Creating Responsive Webpages: Some Approaches
- Responsive web design is the act of making your webpage look good on a variety of screen sizes. There are many different ways to create a responsively designed webpage. We are going to learn a few particular methods and frameworks over the next few weeks. There are many tools and approaches to help create a responsively designed site, some of which you will learn.
- Use the auto value for width and height. What happens when we do this? What determines the width and height when the value is auto?
- Use percentages for margins and width/height values. Why would this approach be more responsive than using pixels (example- width: 50% vs width: 300px)?
- Media queries: changing CSS styles at certain screen widths. Things to consider: when does your design break?
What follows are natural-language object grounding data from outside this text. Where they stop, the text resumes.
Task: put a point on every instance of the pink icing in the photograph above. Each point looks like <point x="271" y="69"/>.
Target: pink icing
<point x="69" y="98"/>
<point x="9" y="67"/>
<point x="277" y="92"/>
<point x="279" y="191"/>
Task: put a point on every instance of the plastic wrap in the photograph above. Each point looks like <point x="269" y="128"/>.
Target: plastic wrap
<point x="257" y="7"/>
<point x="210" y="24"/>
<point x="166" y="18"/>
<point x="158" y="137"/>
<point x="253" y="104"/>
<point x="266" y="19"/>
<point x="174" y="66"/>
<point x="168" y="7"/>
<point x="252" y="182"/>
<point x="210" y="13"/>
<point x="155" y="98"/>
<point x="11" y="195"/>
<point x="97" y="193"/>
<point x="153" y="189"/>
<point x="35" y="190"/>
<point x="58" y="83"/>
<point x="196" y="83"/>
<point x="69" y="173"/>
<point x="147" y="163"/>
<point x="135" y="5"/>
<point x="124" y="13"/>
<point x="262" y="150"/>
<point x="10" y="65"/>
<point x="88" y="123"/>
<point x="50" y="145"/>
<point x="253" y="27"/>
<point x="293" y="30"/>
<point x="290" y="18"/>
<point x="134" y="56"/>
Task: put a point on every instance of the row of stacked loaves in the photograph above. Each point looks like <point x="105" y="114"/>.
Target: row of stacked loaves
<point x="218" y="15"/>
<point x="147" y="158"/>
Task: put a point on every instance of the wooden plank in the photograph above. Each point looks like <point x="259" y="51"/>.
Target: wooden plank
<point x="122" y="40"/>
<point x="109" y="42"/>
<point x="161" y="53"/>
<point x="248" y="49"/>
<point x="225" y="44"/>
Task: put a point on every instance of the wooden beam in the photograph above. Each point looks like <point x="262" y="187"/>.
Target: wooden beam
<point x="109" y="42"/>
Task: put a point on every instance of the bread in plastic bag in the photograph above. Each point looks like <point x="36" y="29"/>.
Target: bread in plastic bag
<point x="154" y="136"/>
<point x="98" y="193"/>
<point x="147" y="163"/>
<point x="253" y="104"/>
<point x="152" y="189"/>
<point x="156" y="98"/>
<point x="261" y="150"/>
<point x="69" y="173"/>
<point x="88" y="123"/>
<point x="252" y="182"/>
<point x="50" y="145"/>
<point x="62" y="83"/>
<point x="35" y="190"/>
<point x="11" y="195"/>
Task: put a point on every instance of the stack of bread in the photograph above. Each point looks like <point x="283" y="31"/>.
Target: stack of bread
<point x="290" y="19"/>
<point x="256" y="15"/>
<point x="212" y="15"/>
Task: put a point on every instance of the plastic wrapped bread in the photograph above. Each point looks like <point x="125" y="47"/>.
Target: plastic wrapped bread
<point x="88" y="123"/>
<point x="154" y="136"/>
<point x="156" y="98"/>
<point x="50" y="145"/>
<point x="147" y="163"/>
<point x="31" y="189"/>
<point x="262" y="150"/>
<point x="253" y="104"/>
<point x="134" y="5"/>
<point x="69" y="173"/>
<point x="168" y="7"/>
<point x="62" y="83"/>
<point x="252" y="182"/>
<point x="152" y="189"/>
What CSS style changes can be made to adjust for certain screen widths? Common changes include the page layout, menu design, and background images.
- Frameworks: We will look at Skeleton and Bootstrap. What are these? Why do people use them?
- New: CSS grid layout and flexbox layout
- Mobile first: the approach of designing your site first for a small screen and scaling up.
- Website vs mobile apps: what is the major difference between websites and mobile apps?
CSS Media Queries
- CSS media queries are used to change CSS styles when the screen (or view port) is a certain width. Screen/view port sizes are selected by determining when a design “breaks.” For example, in the Dallas Art Fair site we looked at, a video was used as a background for larger view ports, such as computer screens, and an image was used for smaller view ports. Media queries can be used to change a background image, page layout, or menu design (among many other things) when these things don’t look right at certain view ports (such as a video background image on a small screen such as a phone).
- Practice code: Download your code here
- Open a new Notepad++ page, copy and paste the code, save it as mediaqueries.html, and then launch it in the browser. What happens when you resize the browser window? What do the media queries do?
- Let’s open the page in Firefox and go into Responsive Design Mode. Let’s check out the page just before it hits 500px and 900px. What happens? Why?
- Why does the box still float to the left when the screen size hits 900px and above?
- Let’s add some more media queries. What should happen if we design for a smaller screen? What about a larger one? Specifically, what width should the box be?
- Can you add other CSS style properties to the separate media queries? Let’s try adding background colors to each media query.
- What would happen if we add more boxes to our page? Let’s try it.
- If we have time- download the NEW practice code and review it before we work with it tomorrow. We are going to change up our original DJ Khaled page by adding a header, footer, and sidebar menu. We are going to add new CSS for different media queries to change how our page looks on different screen sizes. Save as responsive2.html.